Getting Along/Relationship Building: When you ‘get along’ with someone, it’s a nice way of saying “I tolerate this person slightly more than everyone else.” When you have a relationship with someone, it doesn’t mean love, but simply means “This person is worth my time and energy to become friends with.” Know the difference.

Win and lose politely: If you win, you may have the urge to taunt, to rub it in the opponent’s face, and otherwise be unenjoyable. This is a surefire way to get people to never want to play with you again. Simply repressing those urges and saying “Good game!” “You’ll get us next time!” and “That was close.” means you don’t seem like a complete jerk. On the other side, if you lose, you may want to cry, blame others on either team of either sucking or cheating, and otherwise be unenjoyable.
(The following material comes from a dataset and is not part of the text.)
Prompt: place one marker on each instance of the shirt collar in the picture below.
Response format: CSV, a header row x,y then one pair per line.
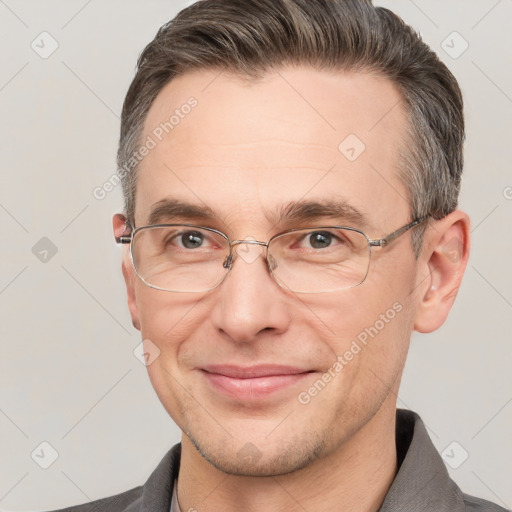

This is a surefire way to get people to never want to play with you again, again. By not doing any of those and instead saying “Good game!” “That was a close match!” and “Fun time!” means you don’t seem like a complete jerk. Try it next time you play a game.

So, that’s all of it. Was it worth your precious time reading? You could have gone, tried to interact with someone, and either fail or succeed in the time it took to read this. Does that mean that this was a counterproductive waste of time? No, because now you have tools, tips, and an idea about what to do next time that you are forced to interact in this fast paced world. If you have any tips, experiences, or help for others, feel free to share that knowledge. If you don’t, go get some! Have fun socializing and communicating out there, mates!